OBJECTIVES: Schizophrenia is associated with dysfunction of glutamatergic neurotransmission, and several studies have suggested glutamatergic abnormalities in bipolar disorder. Recent data suggest involvement of the NMDA receptor signaling complex, which includes NMDA receptor subunits as well as associated intracellular interacting proteins critical for NMDA receptor assembly, trafficking, and activation; the most well-characterized being PSD93, PSD95, SAP102, and NF-L. Previously, studies from our laboratories have described changes in glutamate receptor subunit transcript and binding site expression in schizophrenia and changes in NMDA receptor binding site expression in bipolar disorder in postmortem brain tissue. In the present work, we focus on the expression of these molecules in hippocampus in schizophrenia and bipolar affective disorder I.
METHODS: We performed in situ hybridization to assess hippocampal expression of the transcripts encoding NMDA receptor subunits NR1, 2A, 2B, 2C and 2D, and the transcripts for the NMDA receptor associated PSD proteins PSD95, PSD93, NF-L, and SAP102 in subjects with schizophrenia, bipolar affective disorder I, and a comparison group. We also measured [(3)H]CGP39653 and [(3)H]MK-801 binding site expression in the hippocampus in schizophrenia.
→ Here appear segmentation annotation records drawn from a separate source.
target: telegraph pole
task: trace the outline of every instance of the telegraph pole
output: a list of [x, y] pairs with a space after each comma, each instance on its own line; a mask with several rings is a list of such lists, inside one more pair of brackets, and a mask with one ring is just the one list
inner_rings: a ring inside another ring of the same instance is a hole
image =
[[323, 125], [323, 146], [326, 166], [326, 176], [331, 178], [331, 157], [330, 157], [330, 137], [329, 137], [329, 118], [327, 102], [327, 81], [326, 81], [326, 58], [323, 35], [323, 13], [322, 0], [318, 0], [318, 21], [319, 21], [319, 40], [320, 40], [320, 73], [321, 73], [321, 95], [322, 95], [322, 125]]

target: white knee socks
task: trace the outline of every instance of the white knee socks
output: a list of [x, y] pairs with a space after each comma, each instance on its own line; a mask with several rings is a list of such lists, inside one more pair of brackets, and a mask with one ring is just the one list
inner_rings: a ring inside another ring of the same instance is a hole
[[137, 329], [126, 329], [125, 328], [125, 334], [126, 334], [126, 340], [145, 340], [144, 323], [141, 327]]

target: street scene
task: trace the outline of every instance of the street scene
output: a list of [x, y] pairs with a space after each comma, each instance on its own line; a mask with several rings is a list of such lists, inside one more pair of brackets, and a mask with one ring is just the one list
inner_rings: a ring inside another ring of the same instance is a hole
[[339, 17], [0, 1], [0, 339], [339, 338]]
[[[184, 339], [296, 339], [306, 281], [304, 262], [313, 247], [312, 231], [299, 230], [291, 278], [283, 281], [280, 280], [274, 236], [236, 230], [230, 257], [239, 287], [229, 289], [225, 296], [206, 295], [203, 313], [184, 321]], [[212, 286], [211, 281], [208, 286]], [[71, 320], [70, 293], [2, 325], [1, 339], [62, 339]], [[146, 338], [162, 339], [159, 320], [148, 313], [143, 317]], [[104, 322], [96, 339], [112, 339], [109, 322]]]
RESULTS: There was a significant decrease in the expression of transcripts for NR1 and NR2A subunits and SAP102 in bipolar disorder. We did not detect any changes in these transcripts or in binding site expression in the hippocampus in schizophrenia.
CONCLUSIONS: We propose that the NMDA receptor signaling complex, including the intracellular machinery that is coupled to the NMDA receptor subunits, is abnormal in the hippocampus in bipolar disorder. These data suggest that bipolar disorder might be associated with abnormalities of glutamate-linked intracellular signaling and trafficking processes.